If the chart reads RDS but the chest x-ray shows no surfactant deficiency, or if the baby is not on at least 24 hours of oxygen therapy, the coder needs to query the physician for clarification. Even with a clinically significant chest x-ray but minimal oxygen support, the true diagnosis is more likely to be TTN rather than RDS. Break out the query form and go back to the physician for verification.
Because the length of stay is often extended by prematurity or other secondary diagnoses, that alone is not sufficient to validate RDS over TTN. And as onerous as it can be to have to politely ask the doctors to clarify which diagnosis is most appropriate, it is nowhere near as unpleasant as receiving a negative audit and a visit from the state or the Office of Inspector General.

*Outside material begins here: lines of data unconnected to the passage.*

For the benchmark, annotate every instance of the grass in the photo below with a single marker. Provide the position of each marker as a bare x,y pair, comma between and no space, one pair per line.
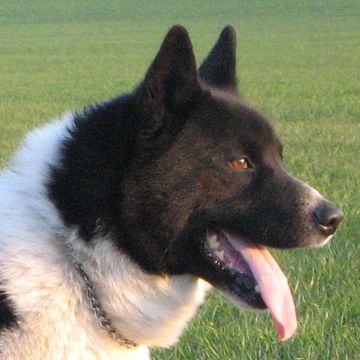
298,61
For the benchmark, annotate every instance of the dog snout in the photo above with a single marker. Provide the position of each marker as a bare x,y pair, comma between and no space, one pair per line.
327,217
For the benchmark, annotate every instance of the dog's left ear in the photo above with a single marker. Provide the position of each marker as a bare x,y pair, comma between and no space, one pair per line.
219,68
171,85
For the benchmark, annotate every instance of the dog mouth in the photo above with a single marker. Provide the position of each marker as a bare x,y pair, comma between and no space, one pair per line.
252,278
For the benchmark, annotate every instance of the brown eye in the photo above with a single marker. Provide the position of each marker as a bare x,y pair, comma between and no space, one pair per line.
240,164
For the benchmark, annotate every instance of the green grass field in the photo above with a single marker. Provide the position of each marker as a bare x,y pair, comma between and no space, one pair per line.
298,62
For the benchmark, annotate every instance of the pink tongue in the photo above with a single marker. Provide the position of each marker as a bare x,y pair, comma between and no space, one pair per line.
274,287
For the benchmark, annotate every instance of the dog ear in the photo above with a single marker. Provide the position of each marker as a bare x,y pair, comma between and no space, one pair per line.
219,68
171,83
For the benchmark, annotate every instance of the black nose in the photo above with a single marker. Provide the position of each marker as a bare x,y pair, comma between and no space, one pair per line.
328,217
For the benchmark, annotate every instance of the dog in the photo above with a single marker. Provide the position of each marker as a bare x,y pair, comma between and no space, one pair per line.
117,220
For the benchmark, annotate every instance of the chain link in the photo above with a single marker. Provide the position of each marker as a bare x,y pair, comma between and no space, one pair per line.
94,303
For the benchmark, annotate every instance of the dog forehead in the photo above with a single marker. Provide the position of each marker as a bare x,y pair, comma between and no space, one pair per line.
229,120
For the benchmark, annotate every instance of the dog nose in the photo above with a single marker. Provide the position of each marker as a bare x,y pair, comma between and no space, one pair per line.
328,217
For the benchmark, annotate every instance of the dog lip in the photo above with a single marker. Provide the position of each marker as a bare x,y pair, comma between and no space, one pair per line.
240,282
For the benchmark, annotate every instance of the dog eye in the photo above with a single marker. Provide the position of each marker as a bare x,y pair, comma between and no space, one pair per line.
241,164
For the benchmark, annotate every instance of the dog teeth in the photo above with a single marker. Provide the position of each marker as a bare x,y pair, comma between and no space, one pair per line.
213,242
220,255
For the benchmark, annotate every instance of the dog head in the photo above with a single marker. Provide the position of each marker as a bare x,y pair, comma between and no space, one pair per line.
207,189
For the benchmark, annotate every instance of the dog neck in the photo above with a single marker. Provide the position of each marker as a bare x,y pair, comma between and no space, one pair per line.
95,306
146,309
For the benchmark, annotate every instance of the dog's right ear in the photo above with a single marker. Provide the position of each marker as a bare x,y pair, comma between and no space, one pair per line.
171,84
219,68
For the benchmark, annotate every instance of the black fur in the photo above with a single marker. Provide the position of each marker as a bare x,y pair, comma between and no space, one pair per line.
153,168
8,318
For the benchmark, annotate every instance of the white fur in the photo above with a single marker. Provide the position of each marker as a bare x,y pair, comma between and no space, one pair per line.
37,274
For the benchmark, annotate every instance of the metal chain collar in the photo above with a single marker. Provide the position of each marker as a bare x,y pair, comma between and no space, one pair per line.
94,303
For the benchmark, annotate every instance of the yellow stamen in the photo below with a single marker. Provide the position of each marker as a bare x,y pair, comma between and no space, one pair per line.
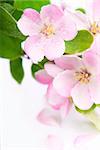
82,76
48,30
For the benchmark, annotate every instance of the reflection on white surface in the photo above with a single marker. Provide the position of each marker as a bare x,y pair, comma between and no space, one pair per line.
20,105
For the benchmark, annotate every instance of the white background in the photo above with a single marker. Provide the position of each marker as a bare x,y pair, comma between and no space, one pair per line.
20,105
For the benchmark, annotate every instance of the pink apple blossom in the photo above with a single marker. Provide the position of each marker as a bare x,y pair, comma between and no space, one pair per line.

Help may be on the way. Coding Clinic hopes to refer this issue to its editorial advisory board for review when it meets next month. In the interim, remember that the responsibility for clearing up the newborn’s lungs and the correct diagnosis for the problem is the responsibility of the physician, not the coder.
— Judy Sturgeon, CCS, is the hospital coding senior manager at The University of Texas Medical Branch in Galveston and a contributing editor at For The Record. While her initial education was in medical technology, she has been in hospital coding and appeal management for nearly 20 years.